Senior author Cory Zigler, an associate professor in UT’s Department of Statistics and Data Sciences and founding member of the UT Center for Health & Environment: Education and Research, conceived of the overall analysis strategy of developing a new air quality model and deploying it for large-scale epidemiological studies. He noted one bit of good news: Deaths from coal were highest in 1999 but by 2020 decreased by about 95%, as coal plants installed scrubbers or shut down.
“I see this as a success story,” Zigler said. “Coal power plants were this major burden that U.S. policies have already significantly reduced. But we haven’t completely eliminated the burden. So, this study provides us a better understanding of how health will continue to improve and lives will be saved if we move further toward a clean energy future.”
For example, deaths from the Keystone power plant in Pennsylvania averaged over 600 per year before emissions scrubbers were installed and dropped to below 100 deaths per year after that. Spurred by U.S. Environmental Protection Agency regulations and progressively cheaper alternatives to coal, such as natural gas, coal facilities across the country achieved similar successes.
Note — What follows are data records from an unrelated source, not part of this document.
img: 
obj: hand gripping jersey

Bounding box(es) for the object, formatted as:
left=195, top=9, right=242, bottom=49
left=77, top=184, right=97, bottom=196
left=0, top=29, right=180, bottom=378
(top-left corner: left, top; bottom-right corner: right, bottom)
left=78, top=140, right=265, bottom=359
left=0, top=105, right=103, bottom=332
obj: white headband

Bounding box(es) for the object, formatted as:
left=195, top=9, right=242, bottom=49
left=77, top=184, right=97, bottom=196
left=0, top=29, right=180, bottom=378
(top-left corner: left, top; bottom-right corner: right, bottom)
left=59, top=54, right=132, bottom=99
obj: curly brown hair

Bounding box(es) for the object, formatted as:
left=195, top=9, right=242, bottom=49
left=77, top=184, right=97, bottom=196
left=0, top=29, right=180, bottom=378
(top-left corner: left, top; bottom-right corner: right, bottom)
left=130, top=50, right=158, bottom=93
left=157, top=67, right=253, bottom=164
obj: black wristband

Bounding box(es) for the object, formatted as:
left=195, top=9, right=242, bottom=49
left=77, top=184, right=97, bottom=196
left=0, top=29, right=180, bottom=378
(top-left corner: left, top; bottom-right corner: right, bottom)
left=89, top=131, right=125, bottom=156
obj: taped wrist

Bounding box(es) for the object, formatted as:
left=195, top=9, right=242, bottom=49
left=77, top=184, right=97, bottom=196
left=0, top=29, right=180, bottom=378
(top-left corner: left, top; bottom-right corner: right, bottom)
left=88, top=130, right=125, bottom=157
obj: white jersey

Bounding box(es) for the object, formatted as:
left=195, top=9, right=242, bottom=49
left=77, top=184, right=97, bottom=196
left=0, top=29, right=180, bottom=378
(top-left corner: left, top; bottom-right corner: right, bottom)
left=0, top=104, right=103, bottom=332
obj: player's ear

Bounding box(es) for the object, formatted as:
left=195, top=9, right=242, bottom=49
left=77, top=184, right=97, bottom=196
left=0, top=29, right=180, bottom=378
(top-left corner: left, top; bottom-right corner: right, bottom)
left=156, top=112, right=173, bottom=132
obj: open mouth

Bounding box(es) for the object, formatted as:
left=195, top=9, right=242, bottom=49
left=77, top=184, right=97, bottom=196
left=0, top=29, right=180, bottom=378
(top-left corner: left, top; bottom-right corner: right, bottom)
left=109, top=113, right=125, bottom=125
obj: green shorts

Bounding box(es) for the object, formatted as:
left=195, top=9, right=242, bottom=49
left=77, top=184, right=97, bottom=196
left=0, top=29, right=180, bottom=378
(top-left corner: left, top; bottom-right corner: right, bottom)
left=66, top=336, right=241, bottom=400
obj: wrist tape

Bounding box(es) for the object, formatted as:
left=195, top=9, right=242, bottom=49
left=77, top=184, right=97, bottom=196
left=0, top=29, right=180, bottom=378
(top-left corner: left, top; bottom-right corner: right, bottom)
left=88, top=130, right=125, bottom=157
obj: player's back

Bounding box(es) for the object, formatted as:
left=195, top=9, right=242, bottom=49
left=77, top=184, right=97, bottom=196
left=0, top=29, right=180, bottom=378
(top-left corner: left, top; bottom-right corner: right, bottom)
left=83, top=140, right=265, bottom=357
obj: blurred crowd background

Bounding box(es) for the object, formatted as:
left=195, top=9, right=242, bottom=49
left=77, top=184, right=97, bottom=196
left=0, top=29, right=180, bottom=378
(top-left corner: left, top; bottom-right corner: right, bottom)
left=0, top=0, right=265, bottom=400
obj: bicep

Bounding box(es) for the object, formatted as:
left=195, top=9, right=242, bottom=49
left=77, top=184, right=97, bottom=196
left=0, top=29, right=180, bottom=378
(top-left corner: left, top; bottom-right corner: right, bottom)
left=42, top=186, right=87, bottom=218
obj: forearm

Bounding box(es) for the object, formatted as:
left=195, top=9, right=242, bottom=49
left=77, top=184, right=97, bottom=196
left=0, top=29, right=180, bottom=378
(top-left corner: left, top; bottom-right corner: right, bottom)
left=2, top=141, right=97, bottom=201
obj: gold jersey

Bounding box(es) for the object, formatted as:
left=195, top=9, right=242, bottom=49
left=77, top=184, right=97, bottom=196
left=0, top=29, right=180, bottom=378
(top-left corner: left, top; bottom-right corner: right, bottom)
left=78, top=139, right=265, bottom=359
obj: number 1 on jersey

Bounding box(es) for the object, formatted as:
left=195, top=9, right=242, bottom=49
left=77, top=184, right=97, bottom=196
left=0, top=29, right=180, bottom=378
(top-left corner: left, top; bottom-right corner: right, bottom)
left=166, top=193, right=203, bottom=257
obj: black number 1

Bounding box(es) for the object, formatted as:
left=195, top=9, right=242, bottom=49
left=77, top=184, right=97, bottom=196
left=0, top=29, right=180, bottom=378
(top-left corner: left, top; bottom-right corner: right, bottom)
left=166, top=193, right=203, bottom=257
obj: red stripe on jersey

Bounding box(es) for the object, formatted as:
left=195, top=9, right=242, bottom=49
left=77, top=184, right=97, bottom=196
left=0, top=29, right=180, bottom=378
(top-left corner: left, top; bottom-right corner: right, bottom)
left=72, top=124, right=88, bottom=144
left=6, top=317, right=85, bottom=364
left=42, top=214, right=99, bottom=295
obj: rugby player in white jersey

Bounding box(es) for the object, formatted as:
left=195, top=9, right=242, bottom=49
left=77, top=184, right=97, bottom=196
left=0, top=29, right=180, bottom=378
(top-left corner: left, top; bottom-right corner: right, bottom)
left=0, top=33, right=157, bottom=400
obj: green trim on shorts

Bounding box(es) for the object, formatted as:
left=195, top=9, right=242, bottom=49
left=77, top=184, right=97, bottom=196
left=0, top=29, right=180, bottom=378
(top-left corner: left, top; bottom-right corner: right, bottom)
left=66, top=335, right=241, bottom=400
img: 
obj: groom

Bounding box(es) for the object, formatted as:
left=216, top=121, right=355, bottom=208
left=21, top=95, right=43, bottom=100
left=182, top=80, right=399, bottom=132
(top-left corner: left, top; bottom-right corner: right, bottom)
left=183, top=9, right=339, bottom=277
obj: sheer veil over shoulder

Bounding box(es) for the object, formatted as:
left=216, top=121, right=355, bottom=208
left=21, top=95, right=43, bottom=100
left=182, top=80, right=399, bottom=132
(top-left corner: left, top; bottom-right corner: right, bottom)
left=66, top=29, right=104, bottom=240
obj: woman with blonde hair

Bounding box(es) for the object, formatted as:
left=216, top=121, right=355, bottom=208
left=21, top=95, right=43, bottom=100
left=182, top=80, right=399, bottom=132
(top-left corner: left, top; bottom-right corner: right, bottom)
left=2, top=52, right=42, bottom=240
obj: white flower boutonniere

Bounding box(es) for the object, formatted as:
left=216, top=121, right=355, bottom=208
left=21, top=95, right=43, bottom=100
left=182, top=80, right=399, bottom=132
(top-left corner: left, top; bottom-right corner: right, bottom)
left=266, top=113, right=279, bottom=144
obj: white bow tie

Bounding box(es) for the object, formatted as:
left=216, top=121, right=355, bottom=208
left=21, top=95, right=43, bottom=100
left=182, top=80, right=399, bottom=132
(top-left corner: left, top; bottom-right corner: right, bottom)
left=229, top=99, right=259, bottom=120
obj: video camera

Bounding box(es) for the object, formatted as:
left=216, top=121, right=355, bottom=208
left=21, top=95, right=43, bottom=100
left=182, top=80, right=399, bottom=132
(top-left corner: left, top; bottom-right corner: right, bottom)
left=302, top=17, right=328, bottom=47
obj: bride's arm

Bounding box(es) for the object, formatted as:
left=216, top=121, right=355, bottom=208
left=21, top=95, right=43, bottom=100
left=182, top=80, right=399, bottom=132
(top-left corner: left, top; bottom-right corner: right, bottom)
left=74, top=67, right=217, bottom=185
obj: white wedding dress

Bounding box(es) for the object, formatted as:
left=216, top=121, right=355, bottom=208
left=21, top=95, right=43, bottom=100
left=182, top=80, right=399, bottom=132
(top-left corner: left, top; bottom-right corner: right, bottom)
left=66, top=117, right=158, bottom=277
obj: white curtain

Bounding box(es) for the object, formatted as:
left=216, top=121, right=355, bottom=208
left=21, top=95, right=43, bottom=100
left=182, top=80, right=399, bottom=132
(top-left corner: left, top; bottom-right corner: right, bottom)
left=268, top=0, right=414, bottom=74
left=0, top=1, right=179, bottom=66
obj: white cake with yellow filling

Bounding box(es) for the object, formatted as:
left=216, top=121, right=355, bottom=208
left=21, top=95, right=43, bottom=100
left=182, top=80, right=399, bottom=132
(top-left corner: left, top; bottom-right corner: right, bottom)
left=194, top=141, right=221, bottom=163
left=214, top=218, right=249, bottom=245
“Fine-particle air pollution from coal has been treated as if it’s just another air pollutant, but it’s much more harmful than we thought, and its mortality burden has been seriously underestimated,” said lead author Lucas Henneman, an assistant professor of environmental engineering at George Mason University. “This work shows that cutting emissions from coal power plants can save lives in downwind communities.”
Deaths from each power plant happened both nearby and farther away, as can be visualized with an online tool created by co-author Jessica Roberts, assistant professor in the College of Computing at the Georgia Institute of Technology. The tool shows, for example, that coal-fired power plants operating inside Texas caused 27,000 deaths nationwide during the study period, the majority of them outside of the state’s borders. Other state’s power plants also caused deaths within Texas, though: Of the 19,600 Texans who died between 1999 and 2020, 10,880 of the deaths could be attributed to Texas power plants, while the remainder were linked to power plants in other states.
The team used publicly available data to track coal pollution and its effects over time. Approximately 480 coal power plants operated in the U.S. at some time from 1999 to 2020, and all of them are required to report their sulfur dioxide emissions to the EPA.
The researchers used a model to track which way the wind was taking the sulfur dioxide from each individual coal power plant, often hundreds of miles, and how atmospheric processes converted the sulfur dioxide into fine particles less than 2.5 microns (one millionth of a meter) wide, known as PM2.5. These data were aggregated to produce annual exposure fields from each power plant. By linking coal emissions exposure to where Medicare beneficiaries lived and when they died, the researchers found that risks due to PM2.5 from coal were more than double the risks related to PM2.5 from all sources.
The work was funded by the EPA, the National Institutes of Health, the EmPOWER Air Data Challenge, the Alfred P. Sloan Foundation and the Health Effects Institute.